NGL prices took another downturn during the first full week of April as traders were no longer dealing with end-of-month shortages. This impact was most noticeable with the downturn in Mont Belvieu C5+ prices, which retreated 11% to a more normal $1.23 per gallon (gal) price. The Conway price was flat at $1.15/gal.

In addition, heavy NGL prices were negatively impacted by the slight downturn in West Texas Intermediate (WTI) crude oil prices caused by the reopening of the Houston Ship Channel and the resulting influx of crude shipments. This increased inventories and caused a nearly $4 per barrel (bbl) price swing in a 24-hour period to start the week of April 6. WTI crude wound up at just above $50/bbl, which is about the same price it has been trading at for the past month.

The reopening of the Houston Ship Channel following a ship collision last month should help improve propane and butane prices as LPG exports increase, but a buildup of LPG stocks caused a price downturn this past week. The prices at both Mont Belvieu and Conway were down 2% to their lowest in two weeks.

Propane stock levels at the close of winter were at their highest levels ever for that time of year, which will require LPG exports to work off the overhang and improve prices. According to En*Vantage, propane exports are averaging 650,000 bbl/d. “These volumes may increase with the recent announcement that Enterprise Products Partners LP [NYSE: EPD] has completed their 1.5 million bbl/month export terminal expansion along the Houston Ship Channel. Also tanker rates have dropped which should ease the pressure on Gulf Coast propane prices; however, we still feel that Mont Belvieu prices will have to remain in the low 50 cents/gal range to encourage more propane exports from the Gulf Coast,” the investment firm said in its April 9 Weekly Energy Report.

The other light NGL, ethane, fell 5% at both hubs due to cracker outages. The low prices continue to encourage heavy rejection throughout the country, with En*Vantage estimating current rejection levels at 600,000 bbl/d. The good news is that this continued rejection could result in ethane inventories falling below 20 million bbl for the first time since Oct. 2011 when margins were very positive. However, the investment firm cautioned that if this scenario occurs then the market will have to call on rejected bbl to be extracted.

“That is, no longer will the market be able to dip into the overflowing ethane inventory pool that it has enjoyed for the past several years, which could be very shallow in another six months. Petrochemical companies will have to economically dispatch the ethane being rejected and in some cases from transportation disadvantaged regions, such as the Marcellus Shale,” En*Vantage said. In this case margins and prices would have to be high enough to clear the transportation and fractionation fees in such regions to encourage their transportation to the Gulf Coast.
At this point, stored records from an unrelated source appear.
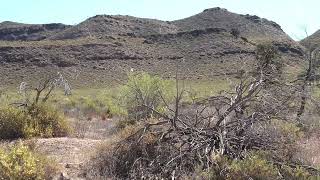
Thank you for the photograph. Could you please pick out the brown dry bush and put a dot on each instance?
(230, 125)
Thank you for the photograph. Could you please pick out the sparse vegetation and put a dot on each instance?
(203, 99)
(20, 163)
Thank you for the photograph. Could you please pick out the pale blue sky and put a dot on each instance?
(293, 15)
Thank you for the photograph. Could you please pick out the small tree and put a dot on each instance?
(143, 91)
(235, 33)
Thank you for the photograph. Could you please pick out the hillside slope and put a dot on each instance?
(11, 31)
(102, 49)
(312, 41)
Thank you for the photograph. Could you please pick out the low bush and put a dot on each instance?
(142, 91)
(20, 163)
(33, 121)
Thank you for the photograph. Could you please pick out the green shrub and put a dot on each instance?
(34, 121)
(12, 123)
(143, 90)
(20, 163)
(46, 122)
(253, 167)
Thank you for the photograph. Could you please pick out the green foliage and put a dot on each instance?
(254, 167)
(20, 163)
(34, 121)
(142, 91)
(294, 173)
(12, 123)
(46, 122)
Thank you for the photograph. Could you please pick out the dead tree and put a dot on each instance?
(43, 89)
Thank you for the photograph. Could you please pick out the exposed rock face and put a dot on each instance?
(252, 27)
(10, 31)
(103, 25)
(103, 48)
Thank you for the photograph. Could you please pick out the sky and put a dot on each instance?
(296, 17)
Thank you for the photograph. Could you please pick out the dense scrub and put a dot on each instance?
(248, 133)
(34, 121)
(21, 163)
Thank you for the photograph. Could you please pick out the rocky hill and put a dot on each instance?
(103, 48)
(11, 31)
(312, 41)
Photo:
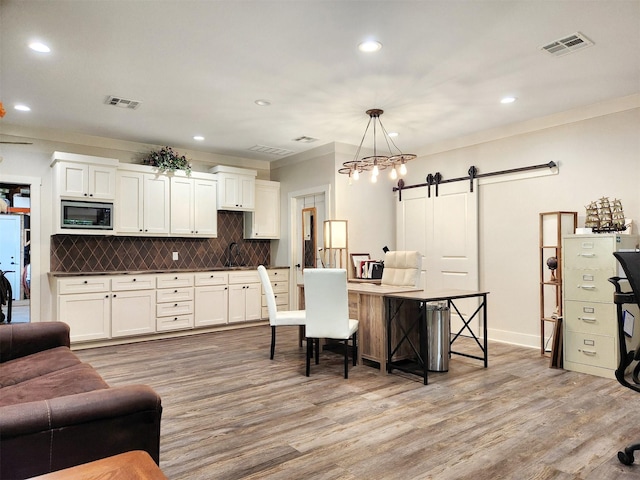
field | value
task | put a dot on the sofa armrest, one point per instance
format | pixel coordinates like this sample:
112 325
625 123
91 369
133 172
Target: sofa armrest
49 435
22 339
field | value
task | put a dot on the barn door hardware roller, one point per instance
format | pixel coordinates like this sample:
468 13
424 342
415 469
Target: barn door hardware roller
436 179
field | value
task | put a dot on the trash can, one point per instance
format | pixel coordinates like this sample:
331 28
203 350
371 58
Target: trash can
439 328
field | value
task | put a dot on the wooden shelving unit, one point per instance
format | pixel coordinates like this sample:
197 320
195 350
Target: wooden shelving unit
553 225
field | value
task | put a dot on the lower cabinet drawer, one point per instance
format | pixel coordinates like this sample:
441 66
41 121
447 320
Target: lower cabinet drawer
174 295
176 322
595 350
174 309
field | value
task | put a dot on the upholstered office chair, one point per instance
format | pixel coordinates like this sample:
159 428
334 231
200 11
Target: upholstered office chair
402 268
276 318
628 369
327 306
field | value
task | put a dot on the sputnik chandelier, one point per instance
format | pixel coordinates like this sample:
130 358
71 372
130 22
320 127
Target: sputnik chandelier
375 163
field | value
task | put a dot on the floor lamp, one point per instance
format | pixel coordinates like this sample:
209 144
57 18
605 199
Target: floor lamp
335 242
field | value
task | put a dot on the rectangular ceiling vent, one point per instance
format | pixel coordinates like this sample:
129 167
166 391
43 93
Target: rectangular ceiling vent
566 45
279 152
122 102
305 139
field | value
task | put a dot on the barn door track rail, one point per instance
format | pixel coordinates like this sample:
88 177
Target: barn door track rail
435 180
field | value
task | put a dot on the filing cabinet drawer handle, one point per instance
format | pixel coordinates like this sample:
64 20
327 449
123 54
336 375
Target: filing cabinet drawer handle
587 319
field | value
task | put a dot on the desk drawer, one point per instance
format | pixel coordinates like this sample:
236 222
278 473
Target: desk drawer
590 317
594 350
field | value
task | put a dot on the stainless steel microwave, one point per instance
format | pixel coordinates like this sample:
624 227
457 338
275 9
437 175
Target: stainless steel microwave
86 215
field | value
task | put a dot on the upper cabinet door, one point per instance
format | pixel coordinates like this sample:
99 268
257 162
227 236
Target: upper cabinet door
102 182
205 213
264 221
79 180
129 204
156 204
182 206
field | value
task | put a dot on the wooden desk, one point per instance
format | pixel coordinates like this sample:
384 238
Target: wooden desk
366 304
420 299
136 465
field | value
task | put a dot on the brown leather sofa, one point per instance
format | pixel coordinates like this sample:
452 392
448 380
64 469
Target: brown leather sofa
56 412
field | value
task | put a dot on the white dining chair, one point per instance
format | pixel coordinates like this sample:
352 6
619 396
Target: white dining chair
327 306
402 268
278 318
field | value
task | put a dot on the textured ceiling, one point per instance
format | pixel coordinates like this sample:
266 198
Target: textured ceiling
198 66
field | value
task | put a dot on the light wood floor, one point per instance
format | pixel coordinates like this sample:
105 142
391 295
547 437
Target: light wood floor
231 413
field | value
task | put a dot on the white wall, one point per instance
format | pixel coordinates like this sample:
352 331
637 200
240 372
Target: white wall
597 156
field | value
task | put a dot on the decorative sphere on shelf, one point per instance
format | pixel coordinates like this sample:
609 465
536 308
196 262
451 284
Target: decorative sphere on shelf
552 263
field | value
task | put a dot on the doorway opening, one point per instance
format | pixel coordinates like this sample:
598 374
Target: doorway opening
15 249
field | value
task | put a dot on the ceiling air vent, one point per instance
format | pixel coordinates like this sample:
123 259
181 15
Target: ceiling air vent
566 45
305 139
279 152
122 102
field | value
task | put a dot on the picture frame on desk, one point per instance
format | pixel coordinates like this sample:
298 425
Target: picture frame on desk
356 260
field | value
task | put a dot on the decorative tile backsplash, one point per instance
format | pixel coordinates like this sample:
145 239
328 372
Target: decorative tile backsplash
99 253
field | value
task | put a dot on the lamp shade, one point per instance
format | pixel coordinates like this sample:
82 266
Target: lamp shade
335 234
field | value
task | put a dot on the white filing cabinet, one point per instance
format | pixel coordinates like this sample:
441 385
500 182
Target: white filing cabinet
590 321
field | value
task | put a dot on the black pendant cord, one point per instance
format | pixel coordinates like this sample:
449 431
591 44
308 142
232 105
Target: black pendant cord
436 179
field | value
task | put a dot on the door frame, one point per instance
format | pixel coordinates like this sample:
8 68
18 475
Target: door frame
294 198
35 184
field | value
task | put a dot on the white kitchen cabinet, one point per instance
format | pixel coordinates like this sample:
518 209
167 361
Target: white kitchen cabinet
193 207
133 312
84 303
83 176
142 205
211 298
264 221
590 319
236 188
245 296
174 308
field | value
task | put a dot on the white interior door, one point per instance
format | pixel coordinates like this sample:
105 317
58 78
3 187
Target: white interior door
452 245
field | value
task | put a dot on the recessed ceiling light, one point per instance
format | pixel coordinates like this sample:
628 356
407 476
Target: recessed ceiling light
39 47
370 46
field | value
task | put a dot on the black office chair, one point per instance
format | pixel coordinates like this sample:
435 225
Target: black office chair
628 371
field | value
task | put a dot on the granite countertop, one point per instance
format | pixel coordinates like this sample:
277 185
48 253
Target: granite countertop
170 270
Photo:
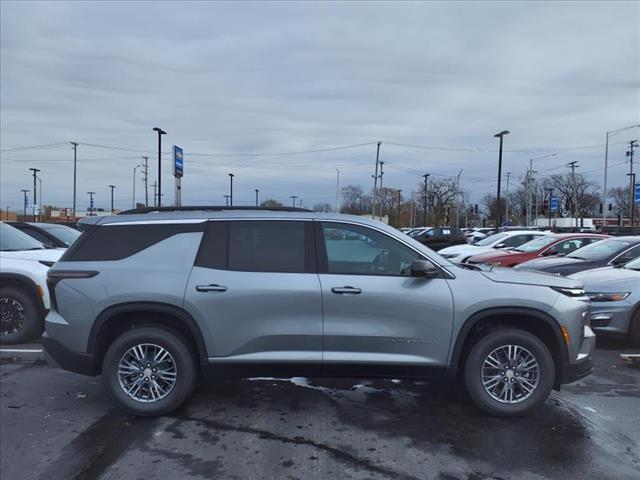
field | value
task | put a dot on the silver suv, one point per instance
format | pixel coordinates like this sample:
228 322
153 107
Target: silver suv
153 299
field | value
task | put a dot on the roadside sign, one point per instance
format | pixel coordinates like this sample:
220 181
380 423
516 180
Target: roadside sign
178 162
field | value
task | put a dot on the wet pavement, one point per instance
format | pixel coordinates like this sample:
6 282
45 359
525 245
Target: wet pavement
58 425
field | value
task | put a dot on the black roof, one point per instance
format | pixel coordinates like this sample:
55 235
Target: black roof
209 208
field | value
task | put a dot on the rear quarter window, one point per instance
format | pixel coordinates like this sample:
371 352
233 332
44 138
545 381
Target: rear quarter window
116 242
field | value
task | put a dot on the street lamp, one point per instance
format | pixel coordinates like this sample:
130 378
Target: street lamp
606 165
112 187
134 185
499 135
160 133
231 175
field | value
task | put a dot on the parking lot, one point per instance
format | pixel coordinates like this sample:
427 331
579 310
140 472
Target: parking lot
58 425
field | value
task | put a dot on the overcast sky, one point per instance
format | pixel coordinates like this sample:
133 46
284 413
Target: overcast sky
238 78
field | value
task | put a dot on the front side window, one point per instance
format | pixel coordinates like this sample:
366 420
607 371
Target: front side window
363 251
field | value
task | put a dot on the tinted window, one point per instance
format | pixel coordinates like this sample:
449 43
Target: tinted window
363 251
267 246
115 242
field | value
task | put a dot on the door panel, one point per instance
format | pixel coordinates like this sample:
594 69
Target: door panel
375 312
255 292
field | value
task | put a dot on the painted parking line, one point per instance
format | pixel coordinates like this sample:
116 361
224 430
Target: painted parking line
20 350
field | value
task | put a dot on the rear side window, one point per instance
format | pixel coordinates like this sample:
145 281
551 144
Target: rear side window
258 246
115 242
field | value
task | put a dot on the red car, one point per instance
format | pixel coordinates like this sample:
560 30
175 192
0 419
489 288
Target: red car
546 246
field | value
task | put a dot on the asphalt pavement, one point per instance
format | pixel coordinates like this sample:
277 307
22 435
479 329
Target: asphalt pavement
59 425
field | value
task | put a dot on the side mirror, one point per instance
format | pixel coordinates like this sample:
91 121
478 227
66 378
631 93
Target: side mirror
424 269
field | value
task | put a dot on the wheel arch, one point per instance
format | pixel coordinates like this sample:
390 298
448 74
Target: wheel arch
8 279
483 321
143 313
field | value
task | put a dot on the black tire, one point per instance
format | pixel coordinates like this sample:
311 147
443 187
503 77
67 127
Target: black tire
488 344
182 356
16 304
634 329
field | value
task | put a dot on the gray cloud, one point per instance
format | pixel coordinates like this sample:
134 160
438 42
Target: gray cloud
257 77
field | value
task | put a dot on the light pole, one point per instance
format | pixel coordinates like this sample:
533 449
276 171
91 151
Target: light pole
606 165
26 200
35 192
499 135
160 133
74 145
112 187
134 185
91 194
231 175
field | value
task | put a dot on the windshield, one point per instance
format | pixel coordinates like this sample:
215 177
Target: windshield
485 242
68 235
12 239
600 250
633 265
537 244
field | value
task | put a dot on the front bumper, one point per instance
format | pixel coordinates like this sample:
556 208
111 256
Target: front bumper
58 355
583 365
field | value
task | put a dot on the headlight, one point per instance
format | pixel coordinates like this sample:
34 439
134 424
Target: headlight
607 297
570 292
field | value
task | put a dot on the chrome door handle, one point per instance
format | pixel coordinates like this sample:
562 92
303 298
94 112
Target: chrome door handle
211 288
351 290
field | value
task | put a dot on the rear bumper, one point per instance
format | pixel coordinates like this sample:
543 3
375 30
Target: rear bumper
60 356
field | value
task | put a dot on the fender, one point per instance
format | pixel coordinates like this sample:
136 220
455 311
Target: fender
31 286
505 311
169 309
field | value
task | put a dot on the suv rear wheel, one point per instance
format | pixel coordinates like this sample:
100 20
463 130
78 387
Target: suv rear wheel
149 371
509 372
20 319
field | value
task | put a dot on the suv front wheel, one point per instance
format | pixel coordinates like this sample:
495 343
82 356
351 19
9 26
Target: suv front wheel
149 371
509 372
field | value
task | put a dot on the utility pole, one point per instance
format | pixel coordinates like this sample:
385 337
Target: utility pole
91 194
574 190
506 198
146 181
160 133
155 194
74 145
381 192
499 135
112 187
424 199
337 190
231 175
26 201
632 146
550 190
375 183
35 193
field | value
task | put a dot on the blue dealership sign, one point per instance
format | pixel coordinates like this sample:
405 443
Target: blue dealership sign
178 161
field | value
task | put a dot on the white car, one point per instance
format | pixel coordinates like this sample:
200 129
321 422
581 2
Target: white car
24 298
511 239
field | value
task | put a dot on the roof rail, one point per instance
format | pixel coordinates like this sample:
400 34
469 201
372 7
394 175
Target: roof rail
209 208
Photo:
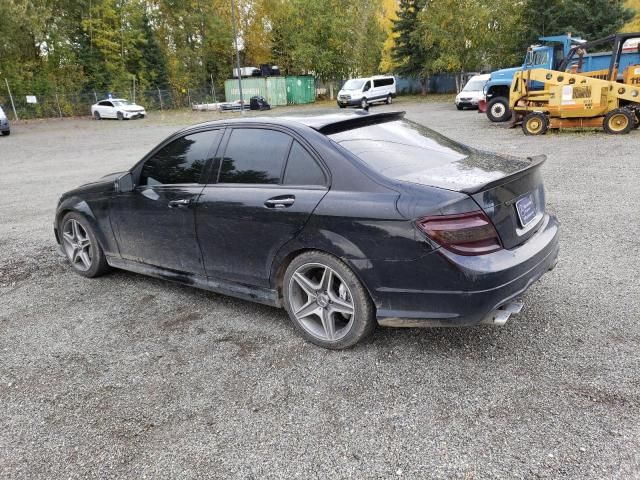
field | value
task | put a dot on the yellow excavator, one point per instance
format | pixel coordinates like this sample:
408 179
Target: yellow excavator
541 99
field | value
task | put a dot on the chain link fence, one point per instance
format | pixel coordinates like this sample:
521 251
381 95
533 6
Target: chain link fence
63 104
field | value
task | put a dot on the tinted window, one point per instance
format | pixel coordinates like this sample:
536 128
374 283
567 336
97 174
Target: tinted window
400 149
302 169
254 155
181 161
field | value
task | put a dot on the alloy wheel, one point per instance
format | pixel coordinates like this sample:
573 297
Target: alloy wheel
77 245
321 302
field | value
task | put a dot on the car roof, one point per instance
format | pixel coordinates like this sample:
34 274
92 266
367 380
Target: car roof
326 124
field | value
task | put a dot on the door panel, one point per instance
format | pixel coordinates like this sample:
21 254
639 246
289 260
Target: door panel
156 225
240 230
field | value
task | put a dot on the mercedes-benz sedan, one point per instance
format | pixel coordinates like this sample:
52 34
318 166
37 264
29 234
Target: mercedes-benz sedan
347 221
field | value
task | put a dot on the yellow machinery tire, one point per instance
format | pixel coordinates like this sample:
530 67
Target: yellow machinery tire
535 123
618 121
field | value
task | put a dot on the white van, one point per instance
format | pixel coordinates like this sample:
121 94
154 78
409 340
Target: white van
365 91
472 92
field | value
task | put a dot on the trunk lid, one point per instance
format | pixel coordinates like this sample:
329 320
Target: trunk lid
509 190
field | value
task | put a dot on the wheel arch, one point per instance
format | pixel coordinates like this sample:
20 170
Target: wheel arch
281 264
75 205
498 91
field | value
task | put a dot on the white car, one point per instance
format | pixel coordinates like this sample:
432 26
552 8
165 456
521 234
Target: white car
119 108
365 91
472 92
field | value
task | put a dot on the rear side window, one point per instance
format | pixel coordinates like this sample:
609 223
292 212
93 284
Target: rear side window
302 169
382 82
254 156
182 161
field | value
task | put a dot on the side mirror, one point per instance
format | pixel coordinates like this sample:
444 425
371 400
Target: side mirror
124 183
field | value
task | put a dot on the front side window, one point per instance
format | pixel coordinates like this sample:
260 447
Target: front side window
254 156
181 161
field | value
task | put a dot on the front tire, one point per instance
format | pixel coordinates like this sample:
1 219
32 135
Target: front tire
81 246
535 123
619 121
498 110
326 302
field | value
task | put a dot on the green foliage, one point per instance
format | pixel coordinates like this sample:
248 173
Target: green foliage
332 39
409 53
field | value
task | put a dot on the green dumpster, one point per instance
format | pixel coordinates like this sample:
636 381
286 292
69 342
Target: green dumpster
301 89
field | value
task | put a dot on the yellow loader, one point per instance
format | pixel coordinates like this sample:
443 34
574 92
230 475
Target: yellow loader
570 100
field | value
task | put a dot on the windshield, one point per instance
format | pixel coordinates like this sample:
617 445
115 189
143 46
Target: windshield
355 84
474 85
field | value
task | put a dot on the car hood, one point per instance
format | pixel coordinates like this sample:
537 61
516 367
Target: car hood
505 73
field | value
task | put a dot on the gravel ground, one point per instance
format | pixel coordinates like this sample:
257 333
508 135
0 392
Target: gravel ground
131 377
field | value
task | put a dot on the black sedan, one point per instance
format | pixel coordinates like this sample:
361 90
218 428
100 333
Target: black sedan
348 221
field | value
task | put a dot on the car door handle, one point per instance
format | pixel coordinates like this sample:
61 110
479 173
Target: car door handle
181 203
280 202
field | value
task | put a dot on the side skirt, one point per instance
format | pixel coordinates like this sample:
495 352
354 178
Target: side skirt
246 292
Overall the theoretical NGL bbl improved at both hubs with a 2% gain at Conway to $21.01/bbl with a 7% gain in margin to $12.25/bbl while the Mont Belvieu price rose 5% to $22.25/bbl with a 7% gain in margin to $12.57/bbl.

Natural gas prices have remained relatively firm at Conway and Mont Belvieu, which saw frac spread margins improve at both hubs. The most profitable NGL to make at both hubs was C5+ at 88 cents/gal at Conway and 93 cents/gal at Mont Belvieu. This was followed, in order, by isobutane at 42 cents/gal at Conway and 38 cents/gal at Mont Belvieu; butane at 35 cents/gal at Conway and 36 cents/gal at Mont Belvieu; propane at 25 cents/gal at Conway and 29 cents/gal at Mont Belvieu; and ethane at 1 cent/gal at Conway and negative 1 cent/gal at Mont Belvieu.

The U.S. Energy Information Administration reported that natural gas storage levels rose at a limited rate of 15 billion cubic feet (Bcf) the week of April 3. This injection was due to a combination of higher natural gas production and lower power demand. The storage level of 1.476 trillion cubic feet (Tcf) was 79% greater than the 825 Bcf posted last year at the same time and 11% below the five-year average of 1.649 Tcf.

Cooling demand could be increased this week according to the National Weather Service’s forecast, which anticipates warmer-than-normal spring temperatures along both the East and West coasts. This will be tempered by cooler-than-normal weather in the Midwest.